La compagnia teatrale “Tealtro”
Oristano
Appuntamento al Garau venerdì 12 dicembre
Gli attori di Sea Scout e della compagnia teatrale “Tealtro” sono pronti a conquistare il pubblico con uno spettacolo che fa sorridere, pensare e, soprattutto, guardare la realtà con occhi nuovi. “E io che volevo essere normale”, scritto e diretto dalla regista Sara Dessena, arriva al teatro Garau di Oristano venerdì 12 dicembre alle ore 18.30. Un appuntamento speciale, a cui si potrà partecipare su prenotazione (https://www.seascout-group.org/). È possibile prenotare gratuitamente anche al numero 346 328 6001, pure con un messaggio su WhatsApp.
La storia prende forma nello studio medico del dottor Frot, una caricatura giocosa e irriverente del celebre Freud. Qui, giorno dopo giorno, si avvicendano personaggi vivaci e imprevedibili che accompagnano il pubblico in un viaggio dentro un mondo rovesciato, dove nulla è come appare e dove la “normalità”, intesa come rigido stereotipo, viene smontata pezzo dopo pezzo. Al contrario, la realtà della disabilità emerge come un autentico punto di forza, un modo diverso e potente di stare al mondo. Con leggerezza, ironia e spontaneità, lo spettacolo mette in dialogo normalità e fragilità, rivelando come spesso siano proprio le etichette a limitarci più delle difficoltà stesse.
Le scene si spostano dal supermercato alla metropolitana, da una pizzeria affollata ai piccoli momenti della vita quotidiana, affrontando temi universali come l’amicizia, l’amore, i pregiudizi e l’assurdità degli schemi sociali. Tra risate, equivoci e situazioni paradossali, il pubblico viene preso per mano e guidato in una riflessione profonda e al tempo stesso leggera, capace di illuminare ciò che spesso non si osa guardare da vicino.

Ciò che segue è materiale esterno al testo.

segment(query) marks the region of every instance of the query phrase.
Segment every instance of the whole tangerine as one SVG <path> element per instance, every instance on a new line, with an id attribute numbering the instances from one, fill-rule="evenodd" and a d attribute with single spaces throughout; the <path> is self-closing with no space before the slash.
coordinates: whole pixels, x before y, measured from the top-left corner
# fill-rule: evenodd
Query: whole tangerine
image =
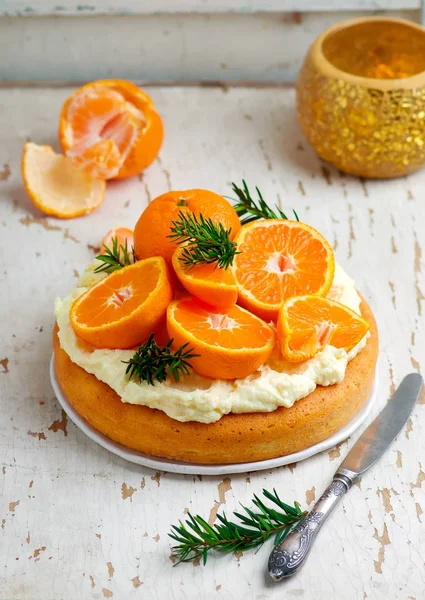
<path id="1" fill-rule="evenodd" d="M 239 217 L 223 196 L 209 190 L 166 192 L 152 200 L 143 211 L 134 228 L 134 250 L 139 260 L 162 256 L 171 263 L 177 244 L 167 236 L 180 212 L 202 214 L 206 219 L 221 223 L 230 230 L 233 239 L 241 228 Z"/>

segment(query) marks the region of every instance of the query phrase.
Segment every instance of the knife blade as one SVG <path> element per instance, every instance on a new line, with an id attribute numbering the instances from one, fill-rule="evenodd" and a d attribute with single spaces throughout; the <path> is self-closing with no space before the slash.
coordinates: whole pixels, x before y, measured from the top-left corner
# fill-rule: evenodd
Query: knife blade
<path id="1" fill-rule="evenodd" d="M 351 486 L 388 450 L 403 429 L 421 393 L 423 379 L 410 373 L 403 379 L 385 408 L 363 432 L 341 465 L 332 483 L 314 505 L 270 554 L 268 571 L 274 581 L 298 573 L 323 523 Z"/>

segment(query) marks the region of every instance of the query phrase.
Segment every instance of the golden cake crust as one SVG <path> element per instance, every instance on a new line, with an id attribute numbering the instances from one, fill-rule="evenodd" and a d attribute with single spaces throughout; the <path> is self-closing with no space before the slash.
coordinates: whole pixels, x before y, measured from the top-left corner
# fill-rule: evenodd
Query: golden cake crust
<path id="1" fill-rule="evenodd" d="M 371 324 L 366 347 L 349 362 L 344 381 L 318 386 L 291 408 L 270 413 L 228 414 L 215 423 L 180 423 L 161 410 L 121 402 L 107 384 L 73 363 L 53 339 L 56 377 L 74 409 L 95 429 L 123 446 L 151 456 L 191 463 L 230 464 L 276 458 L 304 450 L 336 433 L 369 397 L 378 357 L 378 331 Z"/>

“E io che volevo essere normale” porta sul palco attori con e senza disabilità intellettivo-relazionale, che recitano fianco a fianco dando vita a un racconto corale e inclusivo. L’obiettivo è chiaro: mostrare che l’inclusione non è un gesto occasionale, ma un modo di vivere quotidiano, fatto di incontro, ascolto e valorizzazione delle differenze. Uno spettacolo che lascia il segno e apre la strada a un modo nuovo di immaginare la comunità.
L’evento si svolge con il patrocinio della Pro loco di Oristano.